Reverend, can you help us? The voice came from the church porch as he took the short cut through the churchyard to his house.
"I'm Joseph. This is Mary." he gestured at the girl, heavily pregnant, sweating and shaky as she stood in the porch.
"Drugs," thought the priest.
"We haven't got anywhere to stay."
The girl was so thin it was a wonder she could support the baby's weight. He looked at them a moment.
"You're Joseph. She's Mary, and it's Christmas Morning! Who do you think I am... the Donkey?!
He began to vent his anger and weariness of the whole year on them.
"Why not tell me the truth? Do you think I'm so dumb I'll give you more money for booze and drugs, just because you spin me stupid story like this?"
The boy flinched away from him.
She looked down on him from the porch. "We don't do drugs. We just haven't got anywhere to live... my Dad kicked me out when I got pregnant, and Chris got laid off last month and we can't pay the rent. We've been squatting, but they chucked us out."
She hugged herself with the ache and pain of someone who is so sick they just want to be lying down and asleep, and the priest's anger evaporated.
"Come on, there's a place over here."
He took them into the old Sunday School hut between the church and the house. "There's bean bags in here, and I'll get you some pillows and stuff." He brought back some blankets, and the food he had for his sister's, and then left them. He crawled in to bed knowing he would have to "wing it" for the homily in the morning, but too tired and too miserable to care.
The boy's frantic pounding on the door woke him at 4am. He heard the girl screaming. "Reverend, she's having the baby." As he struggled into his dressing gown and slippers he wryly wondered who was the most scared of the three of them! At the hospital they both begged him to stay.
And so, on Christmas morning, he saw a baby born, in a great painful rush, blue grey from the stress. As he watched the doctor gently coaxing her to life and the first tinge of pink appearing, he saw her mother's face as she lay watching her child... A face of a great, deep, awesome love.

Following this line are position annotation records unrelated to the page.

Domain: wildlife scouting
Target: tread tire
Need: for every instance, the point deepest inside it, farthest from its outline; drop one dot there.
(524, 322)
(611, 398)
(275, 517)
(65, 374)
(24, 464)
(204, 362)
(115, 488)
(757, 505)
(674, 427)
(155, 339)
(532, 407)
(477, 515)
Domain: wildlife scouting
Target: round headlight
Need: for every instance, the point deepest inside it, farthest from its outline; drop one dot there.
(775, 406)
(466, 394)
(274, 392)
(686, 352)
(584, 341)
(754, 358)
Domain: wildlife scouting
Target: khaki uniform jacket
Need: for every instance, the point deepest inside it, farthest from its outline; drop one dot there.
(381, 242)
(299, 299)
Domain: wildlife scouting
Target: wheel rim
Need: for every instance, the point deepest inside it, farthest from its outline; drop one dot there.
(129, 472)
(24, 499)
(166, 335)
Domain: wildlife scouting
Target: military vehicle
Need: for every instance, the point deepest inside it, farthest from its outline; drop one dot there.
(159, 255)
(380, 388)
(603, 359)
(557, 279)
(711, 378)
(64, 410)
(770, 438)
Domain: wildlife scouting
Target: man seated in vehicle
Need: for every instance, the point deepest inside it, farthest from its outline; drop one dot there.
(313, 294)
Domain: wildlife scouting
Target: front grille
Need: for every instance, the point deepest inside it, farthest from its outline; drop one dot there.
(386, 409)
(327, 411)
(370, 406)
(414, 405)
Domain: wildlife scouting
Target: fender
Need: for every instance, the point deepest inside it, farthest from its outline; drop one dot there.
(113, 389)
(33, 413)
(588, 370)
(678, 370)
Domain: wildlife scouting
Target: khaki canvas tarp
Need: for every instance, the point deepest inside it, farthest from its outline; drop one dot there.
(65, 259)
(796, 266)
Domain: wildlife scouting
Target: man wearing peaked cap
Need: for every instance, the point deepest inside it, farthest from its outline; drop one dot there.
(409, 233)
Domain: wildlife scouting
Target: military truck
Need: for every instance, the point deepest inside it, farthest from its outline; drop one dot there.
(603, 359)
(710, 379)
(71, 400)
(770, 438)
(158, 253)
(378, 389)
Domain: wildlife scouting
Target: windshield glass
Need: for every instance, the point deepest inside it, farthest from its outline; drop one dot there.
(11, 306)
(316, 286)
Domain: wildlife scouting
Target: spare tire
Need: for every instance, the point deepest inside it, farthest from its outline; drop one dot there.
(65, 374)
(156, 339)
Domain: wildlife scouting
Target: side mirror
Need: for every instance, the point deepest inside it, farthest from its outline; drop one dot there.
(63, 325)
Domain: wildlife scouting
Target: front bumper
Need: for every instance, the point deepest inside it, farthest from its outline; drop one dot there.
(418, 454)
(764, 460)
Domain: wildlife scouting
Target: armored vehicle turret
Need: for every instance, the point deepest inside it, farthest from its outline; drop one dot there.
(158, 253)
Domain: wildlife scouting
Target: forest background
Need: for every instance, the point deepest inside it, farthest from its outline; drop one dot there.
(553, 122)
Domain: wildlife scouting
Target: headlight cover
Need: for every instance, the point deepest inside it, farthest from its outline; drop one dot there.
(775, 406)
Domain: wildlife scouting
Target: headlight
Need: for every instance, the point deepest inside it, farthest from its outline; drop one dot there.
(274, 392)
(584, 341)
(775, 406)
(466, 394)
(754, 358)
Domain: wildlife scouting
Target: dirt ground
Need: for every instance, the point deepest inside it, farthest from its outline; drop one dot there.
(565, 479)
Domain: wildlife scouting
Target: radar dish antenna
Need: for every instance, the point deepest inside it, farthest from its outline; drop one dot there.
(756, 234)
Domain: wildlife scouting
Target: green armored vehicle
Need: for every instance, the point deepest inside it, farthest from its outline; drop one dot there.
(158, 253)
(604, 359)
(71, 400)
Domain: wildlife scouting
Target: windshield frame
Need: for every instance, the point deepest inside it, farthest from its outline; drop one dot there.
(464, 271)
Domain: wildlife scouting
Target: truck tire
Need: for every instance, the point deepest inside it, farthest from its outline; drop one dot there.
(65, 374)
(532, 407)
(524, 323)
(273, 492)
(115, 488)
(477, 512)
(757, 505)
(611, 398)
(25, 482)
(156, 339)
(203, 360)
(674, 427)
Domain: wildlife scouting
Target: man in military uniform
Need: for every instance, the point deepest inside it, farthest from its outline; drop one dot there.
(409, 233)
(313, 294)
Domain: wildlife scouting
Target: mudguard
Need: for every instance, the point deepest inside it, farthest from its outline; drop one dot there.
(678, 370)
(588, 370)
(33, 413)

Timothy O'Neill, in the second row, nudged his Dad and pointed as the priest bowed at the altar. "Look, Dad! Father Michael's still got his slippers on!" Timothy O'Neill could not whisper quietly, if he tried. So by the time of the homily, the whole congregation had managed to spot the pyjamas and slippers as they occasionally showed under the alb.
He began the homily.
"As Timothy O'Neill has so rightly observed, I am still in my pyjamas. I nearly didn't get here at all.
For this morning I saw a baby born. And I understood something about Christmas. I saw the pain and fear of a mother. And I saw a new baby so blue I thought it would die. I understood something of the risk God has taken in letting us loose on this earth.
But what really touched me was the love of the mother for her child. I have never seen a person love like that. Her face softened and almost shone. Like a Madonna. I can't describe it any more than that. I haven't the words. But I felt like I was in the presence of a love I'd never been near before. And then I realised of course I've been in the presence of that sort of love. It's God's love. It's the love that goes through blood, sweat, and tears and loves us until the day we die... and beyond.